Yellowcake under Mr Howard has become just another trade commodity - no more special than bananas. With a federal election around the corner which is likely to oust an increasingly unpopular government, just how reasonable is it for the Prime Minister to be striking a deal this week that will utterly and finally reverse Australia’s once-cautionary approach to who gets our uranium?
After India and China, Russia is the next customer, even though it still has a stockpile of 10,000 nuclear weapons and an appalling record on nuclear safety and human rights. This nuclear colossus hasn’t yet ratified the International Atomic Energy Agency additional protocol, meaning it would be subject to even less stringent verification procedures than those that apply to China.
Russia cannot seem to break with KGB-style assassinations as the nasty death by radioactive poisoning of dissident Alexander Litvinenko shows. Neither does it take criticism lightly as 14 journalists already killed under the Putin regime would indicate. The Kremlin has, according to Russian pro-democracy leader Garry Kasparov, “zero obedience to the rule of law”.
Let’s be clear. Russia is a regime riddled with corruption that's not going to take Australia's namby-pamby safeguards agreement too seriously.
Russia doesn’t need our uranium for its power generation. Even if it were to build 30 new reactors in the next 30 years, none will be using our uranium for at least 15 years. More likely, our uranium will be used to downgrade the 700 tonnes of highly enriched uranium stockpiled from the early round of dismantling for on-selling to the United States where most of it has gone so far, or to Syria or Iran.
Since there is no way of guaranteeing that our uranium would be used for peaceful purposes, our test of fitness to receive it should be based on disarmament and proliferation. On both counts Russia fails.
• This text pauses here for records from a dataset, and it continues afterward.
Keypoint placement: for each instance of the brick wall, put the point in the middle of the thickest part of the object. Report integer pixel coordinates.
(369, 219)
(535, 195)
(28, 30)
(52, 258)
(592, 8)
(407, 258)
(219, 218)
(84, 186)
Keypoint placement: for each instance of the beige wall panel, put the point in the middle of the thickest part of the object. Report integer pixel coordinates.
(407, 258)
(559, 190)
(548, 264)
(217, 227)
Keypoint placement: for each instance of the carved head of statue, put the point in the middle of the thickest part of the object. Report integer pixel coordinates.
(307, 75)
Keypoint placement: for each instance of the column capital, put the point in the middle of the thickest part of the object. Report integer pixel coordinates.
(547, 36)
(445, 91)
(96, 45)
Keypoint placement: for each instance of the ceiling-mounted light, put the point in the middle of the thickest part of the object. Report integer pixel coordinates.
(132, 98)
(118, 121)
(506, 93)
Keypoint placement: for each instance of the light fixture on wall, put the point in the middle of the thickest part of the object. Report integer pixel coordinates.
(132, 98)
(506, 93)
Like all other nuclear weapon states, Russia is actively engaged in nuclear re-armament. “Modernisation” is the euphemism it prefers.
In the post-Cold War world order, Russia’s nuclear weapons program still generates a great degree of international instability. President Putin recently announced that his long-range bombers would resume, for the first time since the 80s, their routine flights around the globe. And plans are afoot to double combat aircraft production by 2025, with more nuclear missiles.
There is a build-up of nuclear weaponry around the world and Russia’s dismantling of a few thousand obsolete nukes in favour of newer, nastier but fewer bombs is no comfort to the rest of the world. Russia, like all other nuclear weapons states, flouts the Nuclear Non-Proliferation Treaty every day.
Russia is either unwilling or unable to stop nuclear material getting into the wrong hands. From 2001 to 2006, there were 183 reported trafficking incidents involving nuclear materials in the former Soviet Union.
Most discussion about a nexus between nuclear trafficking, organised crime and terrorism has focused on the former Soviet Union, particularly Central Asia and the Caucasus. According to the US-based Arms Control Association, these regions house a large number of “insufficiently secured” nuclear facilities in close proximity to trafficking routes for drugs and small arms.
Most trafficking is in low-grade nuclear material from medical and industrial facilities abandoned by the military. However, 10 of the known trafficking incidents from 2001 to 2006 involved highly enriched uranium. On three occasions, the uranium had an enrichment level greater than 80 per cent - suitable for making a nuclear bomb.
In 2002, Chechen rebels stole nuclear material from a Russian nuclear power plant, and in 2003 two individuals attempted to acquire 15kg of uranium allegedly for use in a radioactive bomb to be detonated in St Petersburg.
Admittedly, proliferation-significant cases - where kilogram-level quantities of weapons-grade materials are trafficked - have dropped off since the 1990s. But the absence of evidence of more recent cases is not evidence of absence.
Investigations of trafficking incidents usually focus on the seller of the uranium with no attempt to uncover wider networks. Communication among governments in the region is poor, and many borders are unprotected because of internal disputes. Most customs officials aren’t trained to realise the significance of trafficking in nuclear materials.
These realities are well known to our Government. It cannot claim ignorance. The deal to Russia carries grave risks that no responsible government should find acceptable. Mr Howard seems mystified that the polls show him losing the next election. Perhaps the gay abandon with which he hands out favours to mining companies and untrustworthy governments has something to do with it.